Strange Gateway Issues with 2.7.0 development builds
-
I normally run the plus builds but decided to test the 2.7.0 builds until new plus builds become available.
On my Proxmox virtualized system I run multiple policy routed gateways, two for OpenVPN clients and two for Wireguard with failovers configured in gateway groups. Whenever I initially boot the system only one of the OpenVPN gateways come online. OpenVPN does properly connect as indicated on the dashboard but the gateway does not come online. This second gateway remains offline unless I manually restart it. When I do this it does come online but the other working OpenVPN gateway which normally runs at 53ms latency jumps to over 200ms latency and triggers a failover. I have changed gateway monitoring IP's removed Wireguard and reconfigured OpenVPN using different destinations without success. Yes I can configure the latency trigger to a higher number but this shouldn't be necessary considering I'm using the same config without any changes. The late July 2.09 developer build I normally run does not experience this issue at all and all gateways come online and latency is what is expected. I'm aware that in development changes are constantly being made. I've considered submitting a bug report but I'm not even sure what category to put this in. As a minimum I need all the gateways to start properly at boot Any insight anyone has on this is appreciated. -
Are you restarting dpinger or openvpn?
Do the gateways show as off-line or pending?
-
@stephenw10
I am not restarting openVPN so it would be dpinger I assume accessed from Menu Status/Gateways/Restart Service icon in the GUI.

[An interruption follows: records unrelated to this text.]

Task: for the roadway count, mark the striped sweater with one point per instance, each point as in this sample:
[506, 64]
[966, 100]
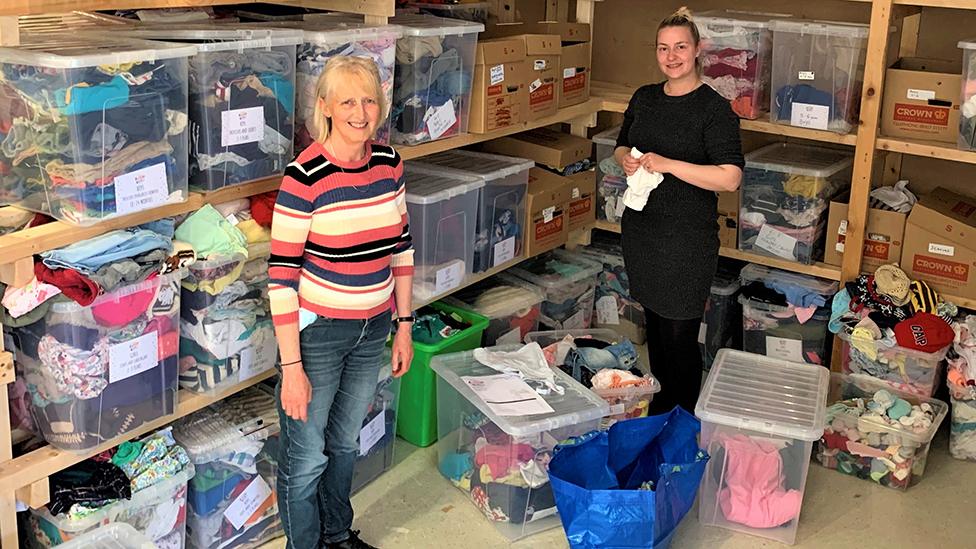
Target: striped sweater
[339, 234]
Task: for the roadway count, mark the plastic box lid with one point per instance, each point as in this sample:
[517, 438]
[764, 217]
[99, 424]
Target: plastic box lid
[799, 160]
[577, 405]
[766, 395]
[71, 51]
[430, 186]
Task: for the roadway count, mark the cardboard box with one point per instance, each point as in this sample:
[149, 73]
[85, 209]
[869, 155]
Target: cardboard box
[547, 211]
[921, 100]
[499, 96]
[547, 147]
[940, 243]
[882, 239]
[582, 199]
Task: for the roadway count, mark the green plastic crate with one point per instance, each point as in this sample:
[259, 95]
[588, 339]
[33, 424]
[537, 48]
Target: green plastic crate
[417, 413]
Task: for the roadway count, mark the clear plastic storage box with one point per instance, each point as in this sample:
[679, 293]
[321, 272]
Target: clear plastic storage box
[872, 447]
[569, 282]
[818, 68]
[501, 206]
[443, 209]
[773, 329]
[434, 72]
[95, 126]
[129, 342]
[786, 191]
[736, 51]
[474, 436]
[760, 417]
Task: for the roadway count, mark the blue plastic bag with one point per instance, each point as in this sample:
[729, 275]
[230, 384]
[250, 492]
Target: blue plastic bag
[597, 481]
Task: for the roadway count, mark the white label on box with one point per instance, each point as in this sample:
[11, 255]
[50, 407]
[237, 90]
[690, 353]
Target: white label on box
[784, 349]
[776, 242]
[920, 95]
[249, 501]
[448, 278]
[142, 189]
[504, 251]
[497, 74]
[606, 310]
[133, 357]
[440, 119]
[806, 115]
[372, 433]
[239, 126]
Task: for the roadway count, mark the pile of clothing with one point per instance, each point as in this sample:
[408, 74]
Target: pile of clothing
[141, 483]
[878, 436]
[897, 329]
[67, 135]
[233, 444]
[225, 322]
[961, 378]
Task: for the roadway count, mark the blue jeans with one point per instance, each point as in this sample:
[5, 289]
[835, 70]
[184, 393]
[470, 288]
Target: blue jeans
[342, 359]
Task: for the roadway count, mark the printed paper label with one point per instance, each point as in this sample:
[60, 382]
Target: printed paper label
[806, 115]
[504, 251]
[239, 126]
[784, 349]
[142, 189]
[133, 357]
[776, 242]
[440, 119]
[249, 501]
[372, 433]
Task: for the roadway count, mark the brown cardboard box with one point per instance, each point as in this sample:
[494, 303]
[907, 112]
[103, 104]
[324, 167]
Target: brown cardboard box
[582, 199]
[547, 210]
[882, 240]
[940, 243]
[921, 100]
[547, 147]
[499, 96]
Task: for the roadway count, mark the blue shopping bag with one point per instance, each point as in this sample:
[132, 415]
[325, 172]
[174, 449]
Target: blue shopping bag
[597, 481]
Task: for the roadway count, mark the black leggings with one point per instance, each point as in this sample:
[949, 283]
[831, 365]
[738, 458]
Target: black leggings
[675, 359]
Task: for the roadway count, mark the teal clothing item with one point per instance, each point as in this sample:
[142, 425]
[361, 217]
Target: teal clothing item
[211, 234]
[101, 97]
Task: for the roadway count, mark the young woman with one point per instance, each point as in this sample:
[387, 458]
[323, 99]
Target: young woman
[341, 262]
[687, 132]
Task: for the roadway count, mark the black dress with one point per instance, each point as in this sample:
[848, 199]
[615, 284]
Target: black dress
[670, 248]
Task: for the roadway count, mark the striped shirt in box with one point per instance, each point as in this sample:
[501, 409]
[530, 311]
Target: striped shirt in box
[339, 235]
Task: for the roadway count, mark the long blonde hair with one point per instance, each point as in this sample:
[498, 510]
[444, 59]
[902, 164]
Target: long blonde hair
[337, 70]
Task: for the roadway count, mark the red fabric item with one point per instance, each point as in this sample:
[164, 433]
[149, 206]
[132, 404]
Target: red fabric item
[71, 283]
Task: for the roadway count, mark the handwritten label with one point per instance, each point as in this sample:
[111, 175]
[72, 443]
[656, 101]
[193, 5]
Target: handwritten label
[239, 126]
[142, 189]
[248, 502]
[133, 357]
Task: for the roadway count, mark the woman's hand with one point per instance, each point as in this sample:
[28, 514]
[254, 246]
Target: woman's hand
[296, 392]
[402, 349]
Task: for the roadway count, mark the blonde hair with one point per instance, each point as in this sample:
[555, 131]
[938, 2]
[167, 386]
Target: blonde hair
[337, 70]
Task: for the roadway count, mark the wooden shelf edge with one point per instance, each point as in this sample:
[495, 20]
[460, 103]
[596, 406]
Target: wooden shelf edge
[43, 462]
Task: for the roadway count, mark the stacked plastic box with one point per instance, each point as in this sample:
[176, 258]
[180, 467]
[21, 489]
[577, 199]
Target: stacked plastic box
[569, 282]
[498, 456]
[443, 209]
[775, 330]
[863, 440]
[434, 71]
[501, 205]
[129, 342]
[511, 305]
[760, 417]
[736, 51]
[817, 72]
[97, 127]
[786, 191]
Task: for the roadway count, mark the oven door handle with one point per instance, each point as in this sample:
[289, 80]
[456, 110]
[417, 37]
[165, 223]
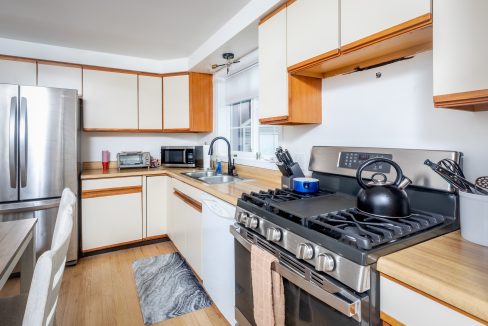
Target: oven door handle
[348, 308]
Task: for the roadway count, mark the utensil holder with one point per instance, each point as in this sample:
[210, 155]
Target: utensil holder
[474, 217]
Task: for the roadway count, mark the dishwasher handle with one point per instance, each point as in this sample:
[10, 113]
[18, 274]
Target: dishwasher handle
[217, 209]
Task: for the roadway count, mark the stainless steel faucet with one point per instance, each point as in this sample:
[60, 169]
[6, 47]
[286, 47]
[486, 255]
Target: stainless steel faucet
[230, 167]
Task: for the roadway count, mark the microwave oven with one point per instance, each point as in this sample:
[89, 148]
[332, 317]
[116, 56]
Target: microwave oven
[182, 156]
[133, 160]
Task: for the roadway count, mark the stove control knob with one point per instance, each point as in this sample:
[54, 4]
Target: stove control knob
[304, 251]
[273, 234]
[242, 217]
[325, 263]
[252, 222]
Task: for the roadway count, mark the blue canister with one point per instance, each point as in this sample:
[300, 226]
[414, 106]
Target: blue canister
[306, 185]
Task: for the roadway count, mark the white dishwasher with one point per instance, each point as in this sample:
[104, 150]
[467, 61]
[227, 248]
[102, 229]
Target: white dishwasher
[218, 254]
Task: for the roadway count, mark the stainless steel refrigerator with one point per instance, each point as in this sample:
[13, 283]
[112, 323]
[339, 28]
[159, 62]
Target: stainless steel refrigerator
[39, 157]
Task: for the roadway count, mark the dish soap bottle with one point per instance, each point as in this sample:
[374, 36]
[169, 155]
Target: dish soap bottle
[218, 166]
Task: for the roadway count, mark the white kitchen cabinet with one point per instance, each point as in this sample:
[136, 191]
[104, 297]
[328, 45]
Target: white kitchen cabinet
[413, 309]
[360, 19]
[150, 103]
[156, 205]
[111, 212]
[109, 100]
[218, 254]
[59, 76]
[312, 29]
[273, 74]
[460, 53]
[185, 222]
[176, 102]
[18, 72]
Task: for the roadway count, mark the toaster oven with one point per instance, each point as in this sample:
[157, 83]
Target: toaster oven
[133, 160]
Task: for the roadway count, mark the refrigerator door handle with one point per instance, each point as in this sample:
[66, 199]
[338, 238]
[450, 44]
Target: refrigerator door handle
[23, 142]
[13, 142]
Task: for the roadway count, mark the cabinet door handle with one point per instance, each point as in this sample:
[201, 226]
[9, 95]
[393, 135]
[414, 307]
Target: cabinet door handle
[187, 199]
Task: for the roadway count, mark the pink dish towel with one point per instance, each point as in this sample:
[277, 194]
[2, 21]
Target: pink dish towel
[267, 288]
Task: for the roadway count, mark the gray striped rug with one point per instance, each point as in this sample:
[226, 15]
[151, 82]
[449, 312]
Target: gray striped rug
[167, 288]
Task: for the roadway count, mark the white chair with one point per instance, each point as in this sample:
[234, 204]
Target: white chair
[40, 304]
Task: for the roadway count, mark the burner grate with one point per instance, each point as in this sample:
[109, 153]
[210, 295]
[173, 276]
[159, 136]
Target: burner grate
[367, 231]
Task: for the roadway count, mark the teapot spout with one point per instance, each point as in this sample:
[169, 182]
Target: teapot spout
[404, 183]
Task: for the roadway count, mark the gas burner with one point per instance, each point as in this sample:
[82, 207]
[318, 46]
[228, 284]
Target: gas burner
[267, 198]
[366, 231]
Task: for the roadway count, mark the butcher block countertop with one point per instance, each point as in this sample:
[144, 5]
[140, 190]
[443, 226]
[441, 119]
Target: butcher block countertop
[257, 179]
[448, 268]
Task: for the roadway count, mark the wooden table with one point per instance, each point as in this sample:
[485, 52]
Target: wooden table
[17, 240]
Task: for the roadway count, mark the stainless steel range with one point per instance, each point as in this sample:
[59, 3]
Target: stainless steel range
[327, 248]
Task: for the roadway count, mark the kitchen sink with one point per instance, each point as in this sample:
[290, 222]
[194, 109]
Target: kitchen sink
[200, 174]
[211, 177]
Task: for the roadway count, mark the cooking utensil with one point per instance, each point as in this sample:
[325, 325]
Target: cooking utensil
[482, 182]
[306, 185]
[380, 197]
[454, 176]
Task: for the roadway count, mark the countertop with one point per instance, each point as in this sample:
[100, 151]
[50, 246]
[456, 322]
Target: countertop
[448, 268]
[256, 179]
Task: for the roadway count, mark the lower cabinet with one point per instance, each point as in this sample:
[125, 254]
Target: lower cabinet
[111, 212]
[185, 222]
[156, 205]
[403, 306]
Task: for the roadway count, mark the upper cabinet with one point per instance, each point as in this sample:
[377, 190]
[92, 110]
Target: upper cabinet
[60, 76]
[365, 22]
[313, 38]
[109, 101]
[370, 33]
[188, 103]
[273, 75]
[21, 72]
[150, 103]
[460, 54]
[284, 98]
[176, 102]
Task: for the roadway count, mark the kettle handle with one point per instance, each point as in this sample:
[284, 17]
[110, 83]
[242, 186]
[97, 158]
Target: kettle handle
[367, 163]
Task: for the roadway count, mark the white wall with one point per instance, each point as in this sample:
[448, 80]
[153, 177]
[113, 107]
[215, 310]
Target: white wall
[92, 144]
[395, 110]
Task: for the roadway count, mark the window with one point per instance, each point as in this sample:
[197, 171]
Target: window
[237, 98]
[250, 139]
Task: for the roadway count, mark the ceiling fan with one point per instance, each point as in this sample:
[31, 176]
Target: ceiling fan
[229, 57]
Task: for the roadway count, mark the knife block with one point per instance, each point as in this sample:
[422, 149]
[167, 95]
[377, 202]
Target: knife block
[287, 181]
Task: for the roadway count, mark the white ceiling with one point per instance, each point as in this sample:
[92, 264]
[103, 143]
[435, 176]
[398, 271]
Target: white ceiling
[156, 29]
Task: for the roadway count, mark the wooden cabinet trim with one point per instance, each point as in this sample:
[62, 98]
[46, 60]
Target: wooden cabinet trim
[448, 305]
[187, 199]
[112, 246]
[94, 193]
[313, 61]
[272, 120]
[389, 321]
[405, 27]
[470, 101]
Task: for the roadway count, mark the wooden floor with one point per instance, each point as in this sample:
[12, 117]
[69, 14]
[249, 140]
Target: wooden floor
[100, 290]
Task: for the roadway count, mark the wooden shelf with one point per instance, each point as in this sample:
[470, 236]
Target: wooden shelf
[385, 47]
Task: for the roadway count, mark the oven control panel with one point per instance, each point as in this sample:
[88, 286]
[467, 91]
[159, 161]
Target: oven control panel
[353, 160]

The gateway shows Offline upon boot and remains that way until I manually start the service Sometimes the first gateway fails to start and the second one starts. Regardless both gateways will not start at boot. -
Here is what I get after boot. The second OpenVPN Gateway is down and Take note of the latency of "MULVADVPN1"
This is after restarting the gateways. The gateway comes online normally but creates latency on the first OpenVPN gateway.
-
All of those VPNs are on WAN I assume?
What IP address are they monitoring? The gateway IP directly?
In the initial situation after boot check for states to the monitoring IP. The gateway monitoring should be opening a state on the VPN2 interface but might be conflicting with some other open state.
Steve
-
@stephenw10
Yes all the VPNs are on WAN. The monitor IP's were obtained by running a traceroute and selecting an IP a few hops from the actual destination. I have tested this using public DNS servers as the monitor IPs with the same results. Also searching the states table for the affected monitor IP does show a state opening on the VPN2 interface. -
I assume the VPN shows as linked though? If you run a pcap can you see any gateway pings actually leaving across it?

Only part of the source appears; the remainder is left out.